|P is for Practical|
in my opinion the example html is so bad as to be practically of no use, and you might as well use module or whatever to strip html altogether, and just base the scraping of the well defined terms that have a following colon.
There is a simple maxim taught to me by my first boss in programming: don't do what won't benefit you.
All we have to go on is that bad html snippet the OP posted. In all likelihood, all he has to go on is that html snippet grabbed from whatever website it came from. We could try to predict what might happen in the future and cater for it, but the highest probability is that whatever we guess will be wrong.
The only sensible thing to do is work with what we know. And what we know for now is that the simple regex used works. If, in the future it changes, then the 5 minutes it took to construct the program above maybe be required to be repeated. If it then changes again, maybe there would be some pattern to the change that might suggest a better approach. But, it might never change; and any effort expended now to try and cater for unknown changes that might never happen would be entirely wasted.
If these numbers were embedded in a plain text document, no one here would blink an eye about using regex. But add a few <> into the mix and suddenly many start trotting out cargo-cult wisdoms: "Don't parse HTML/XML/XHTML/whatever with regex"; completely missing that most of the time nobody wants to parse the html; just extract some small subset of text from a larger set of text. Ie. They want to do exactly what regex are designed to do.
basing a regex for html scraping on the value of a particular attribute is particularly bad, e.g. don't look for "font size="1">"....if you must base it on the font tag, just look for the tag and nearest closing brace, as an anchor.
I'll take your word for the quality or lack thereof of the html, because I neither know nor care. It's just text within text to me.
For now, what I've suggested to the OP works. And it works 500 times more quickly that his existing solution. If he gets to use it once before the sources changes, he can afford to spend 3 working days re-writing it and still have gained. And it took me less than 5 minutes to write this version and maybe 10 to test it; most of which was taken up generating 1000 test pages. If he gets to use it 10 times, he's saved himself enough time to take a month's vacation.

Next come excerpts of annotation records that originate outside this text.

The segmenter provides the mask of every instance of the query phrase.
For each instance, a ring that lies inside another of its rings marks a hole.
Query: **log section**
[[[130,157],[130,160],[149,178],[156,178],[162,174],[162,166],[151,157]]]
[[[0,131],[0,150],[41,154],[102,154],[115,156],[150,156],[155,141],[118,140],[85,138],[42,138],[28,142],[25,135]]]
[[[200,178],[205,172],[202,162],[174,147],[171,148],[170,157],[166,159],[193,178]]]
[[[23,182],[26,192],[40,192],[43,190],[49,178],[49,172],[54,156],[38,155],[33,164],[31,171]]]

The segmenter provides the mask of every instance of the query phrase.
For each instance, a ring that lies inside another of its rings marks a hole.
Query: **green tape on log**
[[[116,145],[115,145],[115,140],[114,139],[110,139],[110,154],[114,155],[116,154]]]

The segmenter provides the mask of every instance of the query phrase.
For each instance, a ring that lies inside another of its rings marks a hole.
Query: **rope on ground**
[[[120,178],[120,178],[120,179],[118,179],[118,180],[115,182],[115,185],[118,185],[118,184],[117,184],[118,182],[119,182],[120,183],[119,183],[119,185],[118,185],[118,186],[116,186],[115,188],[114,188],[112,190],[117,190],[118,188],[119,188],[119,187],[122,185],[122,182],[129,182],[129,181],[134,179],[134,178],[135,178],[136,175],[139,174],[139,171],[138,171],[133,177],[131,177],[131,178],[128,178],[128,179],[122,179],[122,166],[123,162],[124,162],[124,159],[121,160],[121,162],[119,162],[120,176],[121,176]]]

It's simple. It works. Job done. And if it requires change next week, or next month or next year, it is simple enough that it won't require deep knowledge of half a dozen co-dependant packages and APIs in order to fix it.
Examine what is said, not who speaks -- Silence betokens consent -- Love the truth but pardon error.
"Science is about questioning the status quo. Questioning authority".
In the absence of evidence, opinion is indistinguishable from prejudice.